I call script as follows:
check_passwords(
pdf_file_path='/Users/my_name/Downloads/XXXXXXXX.pdf',
combination=[
ALPHABET_UPPERCASE,
ALPHABET_UPPERCASE,
ALPHABET_UPPERCASE,
ALPHABET_UPPERCASE,
NUMBER,
NUMBER,
NUMBER,
NUMBER,
]
)
Password-checking script:
(Requires Python3.8, with libraries numpy and pikepdf)
from typing import *
from itertools import product
import time, pikepdf, math, numpy as np
from pikepdf import PasswordError
ALPHABET_UPPERCASE: Sequence[str] = tuple('ABCDEFGHIJKLMNOPQRSTUVWXYZ')
ALPHABET_LOWERCASE: Sequence[str] = tuple('abcdefghijklmnopqrstuvwxyz')
NUMBER: Sequence[str] = tuple('0123456789')
def as_list(l):
if isinstance(l, (list, tuple, set, np.ndarray)):
l = list(l)
else:
l = [l]
return l
def human_readable_numbers(n, decimals: int = 0):
n = round(n)
if n < 1000:
return str(n)
names = ['', 'thousand', 'million', 'billion', 'trillion', 'quadrillion']
n = float(n)
idx = max(0,min(len(names)-1,
int(math.floor(0 if n == 0 else math.log10(abs(n))/3))))

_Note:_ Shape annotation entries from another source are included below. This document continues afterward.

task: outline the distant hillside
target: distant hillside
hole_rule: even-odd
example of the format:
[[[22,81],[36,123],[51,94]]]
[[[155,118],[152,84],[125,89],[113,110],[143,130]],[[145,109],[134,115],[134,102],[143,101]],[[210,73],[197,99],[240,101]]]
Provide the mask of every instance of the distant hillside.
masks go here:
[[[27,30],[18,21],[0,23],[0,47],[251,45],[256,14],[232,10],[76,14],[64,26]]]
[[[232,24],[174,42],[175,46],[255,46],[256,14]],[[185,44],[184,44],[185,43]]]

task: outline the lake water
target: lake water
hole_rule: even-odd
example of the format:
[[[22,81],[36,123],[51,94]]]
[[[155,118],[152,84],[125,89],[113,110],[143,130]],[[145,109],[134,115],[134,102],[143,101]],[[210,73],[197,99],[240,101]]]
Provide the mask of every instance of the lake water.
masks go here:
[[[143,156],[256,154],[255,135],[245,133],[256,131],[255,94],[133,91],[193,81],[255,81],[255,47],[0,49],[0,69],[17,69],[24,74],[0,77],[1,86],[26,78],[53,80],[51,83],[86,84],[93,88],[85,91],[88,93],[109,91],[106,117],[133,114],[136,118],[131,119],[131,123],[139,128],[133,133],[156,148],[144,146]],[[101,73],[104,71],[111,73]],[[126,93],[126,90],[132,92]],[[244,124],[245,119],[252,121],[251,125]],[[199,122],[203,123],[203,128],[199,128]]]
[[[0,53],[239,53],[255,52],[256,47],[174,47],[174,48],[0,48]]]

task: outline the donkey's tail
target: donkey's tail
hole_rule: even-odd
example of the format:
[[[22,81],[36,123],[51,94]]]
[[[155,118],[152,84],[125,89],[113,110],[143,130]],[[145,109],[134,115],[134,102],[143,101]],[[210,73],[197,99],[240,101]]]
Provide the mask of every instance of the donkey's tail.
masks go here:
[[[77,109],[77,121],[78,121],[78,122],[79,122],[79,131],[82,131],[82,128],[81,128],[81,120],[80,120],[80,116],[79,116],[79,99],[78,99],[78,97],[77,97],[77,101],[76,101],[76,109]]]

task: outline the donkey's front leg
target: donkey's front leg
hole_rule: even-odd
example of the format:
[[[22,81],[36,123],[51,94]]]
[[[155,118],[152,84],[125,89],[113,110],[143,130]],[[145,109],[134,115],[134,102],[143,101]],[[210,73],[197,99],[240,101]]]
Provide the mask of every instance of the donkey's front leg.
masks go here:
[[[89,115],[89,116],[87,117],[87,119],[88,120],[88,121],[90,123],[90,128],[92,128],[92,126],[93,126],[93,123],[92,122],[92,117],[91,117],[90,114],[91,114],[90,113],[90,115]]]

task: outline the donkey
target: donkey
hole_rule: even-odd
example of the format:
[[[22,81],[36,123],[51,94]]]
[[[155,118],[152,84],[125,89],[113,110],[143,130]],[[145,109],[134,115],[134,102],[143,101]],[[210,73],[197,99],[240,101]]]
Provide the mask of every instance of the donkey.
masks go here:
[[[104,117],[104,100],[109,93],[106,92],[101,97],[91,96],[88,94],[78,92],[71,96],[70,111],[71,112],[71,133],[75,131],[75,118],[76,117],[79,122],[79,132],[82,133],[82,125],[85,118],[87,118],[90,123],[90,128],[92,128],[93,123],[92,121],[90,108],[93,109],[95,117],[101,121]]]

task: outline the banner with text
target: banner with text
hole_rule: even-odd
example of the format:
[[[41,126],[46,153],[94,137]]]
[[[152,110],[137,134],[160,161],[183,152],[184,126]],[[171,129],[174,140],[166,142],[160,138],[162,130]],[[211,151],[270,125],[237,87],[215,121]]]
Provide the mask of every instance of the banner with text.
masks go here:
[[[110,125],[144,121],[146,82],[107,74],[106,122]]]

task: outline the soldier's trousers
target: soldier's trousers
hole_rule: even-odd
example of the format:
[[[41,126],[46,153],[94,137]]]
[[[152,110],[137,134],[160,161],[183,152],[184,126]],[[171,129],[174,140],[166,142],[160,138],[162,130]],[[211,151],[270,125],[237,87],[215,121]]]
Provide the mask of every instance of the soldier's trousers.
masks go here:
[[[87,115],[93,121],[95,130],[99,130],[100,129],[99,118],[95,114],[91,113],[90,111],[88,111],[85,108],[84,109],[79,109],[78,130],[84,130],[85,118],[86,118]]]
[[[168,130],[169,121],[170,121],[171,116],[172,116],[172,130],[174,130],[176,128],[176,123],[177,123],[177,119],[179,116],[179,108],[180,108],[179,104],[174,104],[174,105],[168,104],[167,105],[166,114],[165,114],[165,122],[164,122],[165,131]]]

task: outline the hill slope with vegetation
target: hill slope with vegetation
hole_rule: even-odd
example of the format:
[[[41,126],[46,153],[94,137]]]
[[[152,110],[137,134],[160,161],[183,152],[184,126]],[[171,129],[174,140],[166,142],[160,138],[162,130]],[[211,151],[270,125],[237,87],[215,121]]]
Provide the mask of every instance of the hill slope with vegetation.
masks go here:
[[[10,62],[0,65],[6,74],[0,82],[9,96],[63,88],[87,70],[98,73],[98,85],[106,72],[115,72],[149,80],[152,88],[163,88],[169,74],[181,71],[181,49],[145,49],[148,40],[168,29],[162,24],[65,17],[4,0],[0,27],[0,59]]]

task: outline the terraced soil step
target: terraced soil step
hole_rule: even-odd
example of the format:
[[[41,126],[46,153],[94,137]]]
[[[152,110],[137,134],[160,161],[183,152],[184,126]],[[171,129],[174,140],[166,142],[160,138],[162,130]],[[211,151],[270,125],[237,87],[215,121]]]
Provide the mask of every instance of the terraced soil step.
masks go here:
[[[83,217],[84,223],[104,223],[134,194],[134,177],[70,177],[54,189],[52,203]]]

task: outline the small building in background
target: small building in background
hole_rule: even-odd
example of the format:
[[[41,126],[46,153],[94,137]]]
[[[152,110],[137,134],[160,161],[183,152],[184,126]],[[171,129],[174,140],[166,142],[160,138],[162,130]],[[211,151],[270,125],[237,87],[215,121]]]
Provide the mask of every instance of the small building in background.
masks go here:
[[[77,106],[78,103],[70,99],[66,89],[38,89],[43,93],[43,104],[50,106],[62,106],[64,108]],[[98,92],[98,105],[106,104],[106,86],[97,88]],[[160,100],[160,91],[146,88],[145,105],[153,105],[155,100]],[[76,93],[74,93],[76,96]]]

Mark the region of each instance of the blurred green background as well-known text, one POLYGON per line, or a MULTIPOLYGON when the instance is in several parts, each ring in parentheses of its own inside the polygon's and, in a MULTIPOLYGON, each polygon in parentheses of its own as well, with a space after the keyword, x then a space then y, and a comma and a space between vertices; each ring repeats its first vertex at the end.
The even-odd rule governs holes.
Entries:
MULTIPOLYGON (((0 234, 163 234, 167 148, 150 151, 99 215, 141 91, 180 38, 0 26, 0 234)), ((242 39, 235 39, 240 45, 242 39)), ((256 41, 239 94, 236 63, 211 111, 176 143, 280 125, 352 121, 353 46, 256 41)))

return f'{n/10**(3*idx):.{decimals}f} {names[idx]}'
def check_password(pdf_file_path: str, password: str) -> bool:
## You can modify this function to use something other than pike pdf.
## This function should throw return True on success, and False on password-failure.
try:
pikepdf.open(pdf_file_path, password=password)
return True
except PasswordError:
return False
def check_passwords(pdf_file_path, combination, log_freq: int = int(1e4)):
combination = [tuple(as_list(c)) for c in combination]
print(f'Trying all combinations:')
for i, c in enumerate(combination):
print(f"{i}) {c}")
num_passwords: int = np.product([len(x) for x in combination])
passwords = product(*combination)
success: bool | str = False
count: int = 0
start: float = time.perf_counter()
for password in passwords:
password = ''.join(password)
if check_password(pdf_file_path, password=password):
success = password
print(f'SUCCESS with password "{password}"')
break
count += 1
if count % int(log_freq) == 0:
now = time.perf_counter()
print(f'Tried {human_readable_numbers(count)} ({100*count/num_passwords:.1f}%) of {human_readable_numbers(num_passwords)} passwords in {(now-start):.3f} seconds ({human_readable_numbers(count/(now-start))} passwords/sec). Latest password tried: "{password}"')
end: float = time.perf_counter()
msg: str = f'Tried {count} passwords in {1000*(end-start):.3f}ms ({count/(end-start):.3f} passwords/sec). '
msg += f"Correct password: {success}" if success is not False else f"All {num_passwords} passwords failed."
print(msg)
Comments
Obviously, don't use this to break into PDFs which are not your own. I hold no responsibility over how you use this script or any consequences of using it.
A lot of optimizations can be made.
Right now check_password uses pikepdf, which loads the file from disk for every "check". This is really slow, ideally it should run against an in-memory copy. I haven't figured out a way to do that, though.
You can probably speed this up a LOT by calling qpdf directly using C++, which is much better than Python for this kind of stuff.
I would avoid multi-processing here, since we're calling the same qpdf binary (which is normally a system-wide installation), which might become the bottleneck.